Many secular Democrats are frustrated at the heavy emphasis the Democratic National Committee places on trying to reach white Christians, the vast majority of whom will certainly vote for Trump again this year. But the Democrats have recently taken some serious steps toward embracing the nonreligious vote. These include the DNC’s 2019 Resolution 38, which recognizes the contributions of nonreligious Americans, and the appointment of Sarah Levin, formerly of Secular Coalition for America, as co-chair of the DNC’s Interfaith Council. Levin deserves much credit for pushing the DNC to include secular voters, which could create a positive feedback loop with the press that will further weaken respectable evangelicals’ control of their movement’s narrative.
Levin told The Conversationalist that the rot at the core of conservative evangelicalism “has been exposed to a new level in the eyes of everyday Americans,” who now see clearly “what it looks like when a narrow set of beliefs is privileged, when religious liberty is weaponized to undermine civil rights, when patriotic pluralism is replaced with Christian nationalism, and [how it affects] our foreign policy.”
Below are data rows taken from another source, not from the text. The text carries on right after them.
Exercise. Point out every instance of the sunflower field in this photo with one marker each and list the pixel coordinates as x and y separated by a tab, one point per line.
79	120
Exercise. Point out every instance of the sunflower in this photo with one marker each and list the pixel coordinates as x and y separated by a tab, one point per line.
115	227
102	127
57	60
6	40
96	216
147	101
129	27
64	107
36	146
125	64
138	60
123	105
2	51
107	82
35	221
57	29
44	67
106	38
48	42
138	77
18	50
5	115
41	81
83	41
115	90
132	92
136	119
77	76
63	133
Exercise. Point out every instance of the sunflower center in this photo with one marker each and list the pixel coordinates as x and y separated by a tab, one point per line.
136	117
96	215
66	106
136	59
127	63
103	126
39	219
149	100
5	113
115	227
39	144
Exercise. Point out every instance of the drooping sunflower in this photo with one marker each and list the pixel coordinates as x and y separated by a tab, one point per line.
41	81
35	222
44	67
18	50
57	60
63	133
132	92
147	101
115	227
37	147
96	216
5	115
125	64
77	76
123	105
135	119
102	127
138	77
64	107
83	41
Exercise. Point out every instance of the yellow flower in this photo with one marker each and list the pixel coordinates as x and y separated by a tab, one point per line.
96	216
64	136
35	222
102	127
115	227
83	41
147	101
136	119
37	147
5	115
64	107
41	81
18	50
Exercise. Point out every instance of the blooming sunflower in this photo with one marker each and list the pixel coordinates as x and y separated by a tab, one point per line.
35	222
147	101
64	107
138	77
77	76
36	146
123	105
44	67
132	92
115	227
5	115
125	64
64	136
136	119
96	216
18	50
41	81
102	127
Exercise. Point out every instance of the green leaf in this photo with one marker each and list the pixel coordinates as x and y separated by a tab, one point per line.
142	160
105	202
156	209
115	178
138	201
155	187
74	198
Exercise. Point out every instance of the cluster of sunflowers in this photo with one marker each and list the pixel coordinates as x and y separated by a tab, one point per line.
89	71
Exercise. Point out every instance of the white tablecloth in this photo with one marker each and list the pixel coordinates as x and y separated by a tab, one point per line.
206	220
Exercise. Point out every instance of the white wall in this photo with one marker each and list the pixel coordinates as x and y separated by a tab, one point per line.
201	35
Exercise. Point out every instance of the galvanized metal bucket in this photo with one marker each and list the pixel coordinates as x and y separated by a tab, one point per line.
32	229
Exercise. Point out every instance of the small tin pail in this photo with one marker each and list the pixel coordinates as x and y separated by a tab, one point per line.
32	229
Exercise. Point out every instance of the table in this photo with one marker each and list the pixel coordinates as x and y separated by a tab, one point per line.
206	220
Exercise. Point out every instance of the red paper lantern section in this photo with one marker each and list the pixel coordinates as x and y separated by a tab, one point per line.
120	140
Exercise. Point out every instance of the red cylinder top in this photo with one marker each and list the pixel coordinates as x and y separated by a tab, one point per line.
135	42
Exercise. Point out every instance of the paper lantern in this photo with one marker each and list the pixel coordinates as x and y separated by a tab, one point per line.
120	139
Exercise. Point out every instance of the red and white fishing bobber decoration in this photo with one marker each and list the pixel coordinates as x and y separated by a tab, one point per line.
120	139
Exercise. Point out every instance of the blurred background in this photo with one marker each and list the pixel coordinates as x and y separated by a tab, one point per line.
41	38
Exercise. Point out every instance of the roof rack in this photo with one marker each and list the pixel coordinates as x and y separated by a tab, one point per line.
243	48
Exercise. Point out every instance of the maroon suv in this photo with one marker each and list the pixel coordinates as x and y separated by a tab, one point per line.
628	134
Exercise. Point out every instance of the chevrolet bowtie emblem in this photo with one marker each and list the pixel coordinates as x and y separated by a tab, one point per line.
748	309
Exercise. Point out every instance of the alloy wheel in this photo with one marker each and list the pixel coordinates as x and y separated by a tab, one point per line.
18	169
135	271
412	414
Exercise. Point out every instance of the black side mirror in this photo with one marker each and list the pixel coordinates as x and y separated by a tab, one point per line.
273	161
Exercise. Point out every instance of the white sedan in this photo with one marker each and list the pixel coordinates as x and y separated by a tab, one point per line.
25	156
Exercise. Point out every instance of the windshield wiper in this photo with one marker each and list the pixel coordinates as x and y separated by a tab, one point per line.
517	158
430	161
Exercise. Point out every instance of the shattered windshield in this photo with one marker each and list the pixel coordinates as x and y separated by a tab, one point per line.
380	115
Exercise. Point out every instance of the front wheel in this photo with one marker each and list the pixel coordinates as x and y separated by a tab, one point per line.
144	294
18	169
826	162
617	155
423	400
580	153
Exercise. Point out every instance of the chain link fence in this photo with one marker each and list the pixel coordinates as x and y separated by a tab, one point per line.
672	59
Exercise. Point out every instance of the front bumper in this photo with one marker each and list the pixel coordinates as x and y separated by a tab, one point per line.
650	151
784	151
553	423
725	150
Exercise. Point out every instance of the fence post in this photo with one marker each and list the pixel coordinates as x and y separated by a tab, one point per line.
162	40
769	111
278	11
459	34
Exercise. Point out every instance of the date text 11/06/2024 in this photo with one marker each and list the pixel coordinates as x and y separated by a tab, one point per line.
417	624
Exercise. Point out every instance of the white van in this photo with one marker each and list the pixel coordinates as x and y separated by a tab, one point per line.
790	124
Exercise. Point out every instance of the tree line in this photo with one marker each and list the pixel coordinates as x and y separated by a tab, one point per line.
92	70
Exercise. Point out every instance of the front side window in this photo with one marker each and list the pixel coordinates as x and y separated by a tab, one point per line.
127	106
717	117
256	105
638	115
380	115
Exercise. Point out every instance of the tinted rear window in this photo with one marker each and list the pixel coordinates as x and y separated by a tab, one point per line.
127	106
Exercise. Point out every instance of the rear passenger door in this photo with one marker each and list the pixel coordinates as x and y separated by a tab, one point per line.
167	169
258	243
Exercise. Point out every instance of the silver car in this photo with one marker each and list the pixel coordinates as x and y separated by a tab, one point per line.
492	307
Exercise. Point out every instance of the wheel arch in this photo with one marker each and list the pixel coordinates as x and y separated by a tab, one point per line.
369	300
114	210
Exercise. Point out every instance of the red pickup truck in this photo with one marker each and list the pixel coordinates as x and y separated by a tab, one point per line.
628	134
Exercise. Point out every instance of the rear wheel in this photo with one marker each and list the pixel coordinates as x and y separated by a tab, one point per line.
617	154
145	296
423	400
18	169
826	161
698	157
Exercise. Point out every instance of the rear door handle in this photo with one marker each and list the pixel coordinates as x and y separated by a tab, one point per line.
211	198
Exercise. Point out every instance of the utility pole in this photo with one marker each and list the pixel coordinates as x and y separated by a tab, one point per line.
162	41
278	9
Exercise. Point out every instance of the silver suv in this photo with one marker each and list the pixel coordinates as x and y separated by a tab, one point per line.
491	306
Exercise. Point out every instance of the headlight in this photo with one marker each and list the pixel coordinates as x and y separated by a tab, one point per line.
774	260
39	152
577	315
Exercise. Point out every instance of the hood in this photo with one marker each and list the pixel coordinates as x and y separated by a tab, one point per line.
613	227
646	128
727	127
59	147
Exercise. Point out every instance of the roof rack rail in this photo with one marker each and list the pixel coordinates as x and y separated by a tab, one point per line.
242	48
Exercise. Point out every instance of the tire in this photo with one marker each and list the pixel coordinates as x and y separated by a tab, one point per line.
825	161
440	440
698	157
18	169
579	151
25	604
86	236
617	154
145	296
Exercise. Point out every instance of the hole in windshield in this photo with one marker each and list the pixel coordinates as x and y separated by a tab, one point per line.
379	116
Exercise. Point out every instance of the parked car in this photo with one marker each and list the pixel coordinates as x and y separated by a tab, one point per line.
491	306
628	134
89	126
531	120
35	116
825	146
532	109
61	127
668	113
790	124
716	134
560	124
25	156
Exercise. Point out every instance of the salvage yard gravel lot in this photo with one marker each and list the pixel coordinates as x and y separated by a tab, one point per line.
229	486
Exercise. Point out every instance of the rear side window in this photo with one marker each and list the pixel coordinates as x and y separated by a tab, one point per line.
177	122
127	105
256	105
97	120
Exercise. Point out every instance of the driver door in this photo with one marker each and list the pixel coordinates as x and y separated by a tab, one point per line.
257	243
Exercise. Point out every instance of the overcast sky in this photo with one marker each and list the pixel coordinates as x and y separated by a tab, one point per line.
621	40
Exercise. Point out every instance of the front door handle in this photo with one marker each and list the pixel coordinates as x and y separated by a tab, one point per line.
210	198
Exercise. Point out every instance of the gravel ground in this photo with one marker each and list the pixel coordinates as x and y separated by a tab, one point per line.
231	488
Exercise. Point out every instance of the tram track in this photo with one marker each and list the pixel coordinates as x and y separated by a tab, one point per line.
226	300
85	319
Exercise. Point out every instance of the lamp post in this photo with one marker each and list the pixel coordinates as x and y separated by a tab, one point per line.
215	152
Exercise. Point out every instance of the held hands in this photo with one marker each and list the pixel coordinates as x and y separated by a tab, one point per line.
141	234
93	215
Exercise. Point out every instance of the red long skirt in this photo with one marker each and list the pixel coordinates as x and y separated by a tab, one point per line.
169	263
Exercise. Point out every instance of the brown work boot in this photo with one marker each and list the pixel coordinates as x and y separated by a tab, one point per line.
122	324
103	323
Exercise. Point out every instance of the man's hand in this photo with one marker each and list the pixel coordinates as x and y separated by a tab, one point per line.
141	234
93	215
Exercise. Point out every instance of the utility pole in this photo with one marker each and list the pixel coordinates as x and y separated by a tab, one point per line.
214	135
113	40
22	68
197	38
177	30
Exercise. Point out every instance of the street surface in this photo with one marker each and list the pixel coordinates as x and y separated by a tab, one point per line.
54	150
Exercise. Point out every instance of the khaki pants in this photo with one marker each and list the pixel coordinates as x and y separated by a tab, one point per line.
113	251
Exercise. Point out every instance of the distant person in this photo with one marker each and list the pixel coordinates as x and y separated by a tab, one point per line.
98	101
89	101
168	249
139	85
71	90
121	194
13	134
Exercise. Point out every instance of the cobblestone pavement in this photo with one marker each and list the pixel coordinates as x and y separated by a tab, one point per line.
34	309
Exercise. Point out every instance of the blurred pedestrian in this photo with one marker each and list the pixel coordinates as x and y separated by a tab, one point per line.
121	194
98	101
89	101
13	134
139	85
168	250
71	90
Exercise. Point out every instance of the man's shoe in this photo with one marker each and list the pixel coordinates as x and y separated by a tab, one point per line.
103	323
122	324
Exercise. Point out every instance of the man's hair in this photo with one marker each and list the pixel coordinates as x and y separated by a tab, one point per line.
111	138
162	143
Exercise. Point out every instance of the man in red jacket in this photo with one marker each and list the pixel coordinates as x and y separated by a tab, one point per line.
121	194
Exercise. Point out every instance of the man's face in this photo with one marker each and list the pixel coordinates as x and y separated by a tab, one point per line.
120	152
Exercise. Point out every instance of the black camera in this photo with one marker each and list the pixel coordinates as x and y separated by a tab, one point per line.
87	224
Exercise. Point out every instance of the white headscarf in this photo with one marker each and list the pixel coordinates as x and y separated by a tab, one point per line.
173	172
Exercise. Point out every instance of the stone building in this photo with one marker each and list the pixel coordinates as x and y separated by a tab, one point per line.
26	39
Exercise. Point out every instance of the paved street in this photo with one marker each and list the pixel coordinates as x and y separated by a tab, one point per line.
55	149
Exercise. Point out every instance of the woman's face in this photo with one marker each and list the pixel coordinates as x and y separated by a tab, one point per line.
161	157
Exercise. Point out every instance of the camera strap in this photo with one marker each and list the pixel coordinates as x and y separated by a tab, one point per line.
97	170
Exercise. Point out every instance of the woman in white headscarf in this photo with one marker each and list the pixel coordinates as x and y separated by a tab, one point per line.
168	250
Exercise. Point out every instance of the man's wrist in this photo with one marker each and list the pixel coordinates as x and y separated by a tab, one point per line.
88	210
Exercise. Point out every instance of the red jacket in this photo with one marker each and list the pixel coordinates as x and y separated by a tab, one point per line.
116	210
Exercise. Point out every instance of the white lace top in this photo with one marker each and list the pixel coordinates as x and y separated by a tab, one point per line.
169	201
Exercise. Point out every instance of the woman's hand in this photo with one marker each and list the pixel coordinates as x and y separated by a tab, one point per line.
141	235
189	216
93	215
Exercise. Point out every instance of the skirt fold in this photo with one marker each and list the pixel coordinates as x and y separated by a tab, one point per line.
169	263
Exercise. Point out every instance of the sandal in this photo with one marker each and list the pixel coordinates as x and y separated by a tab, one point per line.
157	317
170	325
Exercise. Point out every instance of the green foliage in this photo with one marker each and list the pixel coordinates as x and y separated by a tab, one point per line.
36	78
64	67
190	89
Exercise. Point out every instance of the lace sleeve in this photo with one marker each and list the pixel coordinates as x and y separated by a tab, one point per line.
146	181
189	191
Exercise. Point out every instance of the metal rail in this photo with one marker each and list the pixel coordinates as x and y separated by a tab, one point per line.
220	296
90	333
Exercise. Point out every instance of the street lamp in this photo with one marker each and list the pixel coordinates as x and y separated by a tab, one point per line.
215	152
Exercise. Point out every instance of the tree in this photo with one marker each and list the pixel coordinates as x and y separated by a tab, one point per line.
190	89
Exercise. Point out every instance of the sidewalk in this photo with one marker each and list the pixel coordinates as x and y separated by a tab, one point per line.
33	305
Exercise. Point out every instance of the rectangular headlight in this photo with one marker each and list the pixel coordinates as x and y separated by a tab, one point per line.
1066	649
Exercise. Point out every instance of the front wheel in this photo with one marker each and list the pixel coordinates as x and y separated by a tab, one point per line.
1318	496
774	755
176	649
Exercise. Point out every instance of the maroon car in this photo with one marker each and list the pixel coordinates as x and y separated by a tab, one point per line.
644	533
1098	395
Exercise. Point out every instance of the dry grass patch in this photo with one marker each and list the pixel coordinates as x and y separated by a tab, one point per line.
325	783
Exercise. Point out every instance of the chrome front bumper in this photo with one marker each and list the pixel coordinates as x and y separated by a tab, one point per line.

The disastrous impact on American democracy of an empowered Christian Right could easily, as Levin points out, have been predicted. Many secularists are ex-evangelicals who know white evangelical subculture intimately have been sounding alarm bells for years; they should be part of the national conversation. The lesson of the Trump years could and should be that if the media learns, with the help of ex-evangelicals, to cover the danger of Christian nationalism accurately, it could make possible a healthier democratic future in the United States of America.